McDonald’s with its “golden arches” has always served as a symbol of American culture not only to the American citizens but to people all over the globe. For quite some time now this “American” company has been spreading its stores and products to countries all over the world. Shockingly, American reception of globalization has been positive overall.
I initially thought that the Americans would view the transportation of their culture to another country in a negative manner. However, when an American sees a McDonald’s while they are traveling abroad they feel an instant sensation of nostalgia. They feel comforted by seeing a recognizable symbol when in a foreign place. The golden arches symbolize the finding of common ground in an area where an American might feel completely alienated and alone. The sight of a McDonald’s in a foreign country makes America seem more visible and serve as a cultural icon of assimilation to American culture.
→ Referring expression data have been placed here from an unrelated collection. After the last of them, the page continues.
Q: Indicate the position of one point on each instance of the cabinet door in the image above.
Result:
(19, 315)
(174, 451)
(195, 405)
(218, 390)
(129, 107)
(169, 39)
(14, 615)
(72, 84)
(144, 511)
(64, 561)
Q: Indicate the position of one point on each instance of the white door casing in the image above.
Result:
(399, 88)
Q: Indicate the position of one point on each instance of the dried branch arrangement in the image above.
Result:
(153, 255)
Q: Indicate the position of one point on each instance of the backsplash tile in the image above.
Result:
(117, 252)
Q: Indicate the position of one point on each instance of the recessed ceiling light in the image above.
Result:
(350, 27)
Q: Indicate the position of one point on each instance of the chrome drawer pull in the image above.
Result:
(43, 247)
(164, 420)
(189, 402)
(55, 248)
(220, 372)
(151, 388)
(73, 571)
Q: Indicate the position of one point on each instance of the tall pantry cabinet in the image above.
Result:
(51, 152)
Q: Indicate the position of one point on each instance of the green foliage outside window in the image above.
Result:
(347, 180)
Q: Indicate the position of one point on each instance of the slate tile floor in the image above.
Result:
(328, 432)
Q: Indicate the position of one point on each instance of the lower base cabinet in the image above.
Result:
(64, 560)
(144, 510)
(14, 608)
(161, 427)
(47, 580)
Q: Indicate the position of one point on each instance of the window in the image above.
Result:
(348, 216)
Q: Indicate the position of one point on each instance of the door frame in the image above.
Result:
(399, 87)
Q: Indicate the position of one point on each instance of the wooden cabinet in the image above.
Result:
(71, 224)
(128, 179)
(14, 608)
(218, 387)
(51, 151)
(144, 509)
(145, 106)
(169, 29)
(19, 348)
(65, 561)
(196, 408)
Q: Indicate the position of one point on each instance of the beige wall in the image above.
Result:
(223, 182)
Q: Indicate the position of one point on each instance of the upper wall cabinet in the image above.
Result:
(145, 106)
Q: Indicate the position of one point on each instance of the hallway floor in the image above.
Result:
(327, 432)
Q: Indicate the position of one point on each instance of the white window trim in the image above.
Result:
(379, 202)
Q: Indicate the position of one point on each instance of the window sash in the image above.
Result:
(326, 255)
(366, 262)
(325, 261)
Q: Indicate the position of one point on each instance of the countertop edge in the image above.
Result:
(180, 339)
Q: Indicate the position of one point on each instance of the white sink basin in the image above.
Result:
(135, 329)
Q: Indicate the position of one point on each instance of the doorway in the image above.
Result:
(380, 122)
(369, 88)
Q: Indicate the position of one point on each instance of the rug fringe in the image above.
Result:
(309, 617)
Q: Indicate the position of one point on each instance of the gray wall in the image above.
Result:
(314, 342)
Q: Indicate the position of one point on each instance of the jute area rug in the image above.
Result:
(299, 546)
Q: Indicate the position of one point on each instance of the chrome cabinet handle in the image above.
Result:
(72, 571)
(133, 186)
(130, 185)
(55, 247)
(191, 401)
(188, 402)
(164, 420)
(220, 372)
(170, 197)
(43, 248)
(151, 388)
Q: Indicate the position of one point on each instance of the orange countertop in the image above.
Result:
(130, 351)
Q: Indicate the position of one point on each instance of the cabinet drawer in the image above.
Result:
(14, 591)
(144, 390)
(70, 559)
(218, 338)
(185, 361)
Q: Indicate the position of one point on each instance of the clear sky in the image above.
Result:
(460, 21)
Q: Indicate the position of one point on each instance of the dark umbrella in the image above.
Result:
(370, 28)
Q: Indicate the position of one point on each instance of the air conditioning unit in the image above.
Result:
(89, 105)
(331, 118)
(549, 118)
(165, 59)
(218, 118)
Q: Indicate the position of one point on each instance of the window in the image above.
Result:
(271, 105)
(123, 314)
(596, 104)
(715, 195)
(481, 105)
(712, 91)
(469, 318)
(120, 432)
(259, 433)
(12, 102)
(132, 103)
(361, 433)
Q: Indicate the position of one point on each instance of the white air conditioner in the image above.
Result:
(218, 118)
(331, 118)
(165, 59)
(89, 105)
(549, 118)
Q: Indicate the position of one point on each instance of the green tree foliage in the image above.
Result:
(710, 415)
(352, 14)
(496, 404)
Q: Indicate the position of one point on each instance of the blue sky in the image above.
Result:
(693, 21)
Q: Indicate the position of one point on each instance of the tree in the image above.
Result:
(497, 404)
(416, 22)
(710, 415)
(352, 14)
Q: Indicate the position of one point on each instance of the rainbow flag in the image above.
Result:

The McDonald’s that exist in these other countries also put their own cultural spin on many of the foods that Americans commonly associate with McDonald’s. This allows these countries to find McDonald’s to also have this sense of comfort and cultural identity that they feel about their own country. The adaptability of McDonald’s can be seen as a danger that this global giant is going to attain more power than any other multinational chain.
Overall, Americans are elated to see the golden arches on a street in a foreign country and do not recognize the problems associated with globalization on such a large scale. The McWorld that has been created by the vast success of McDonald’s on a global level can be seen as an unavoidable due to the widespread appeal of their products.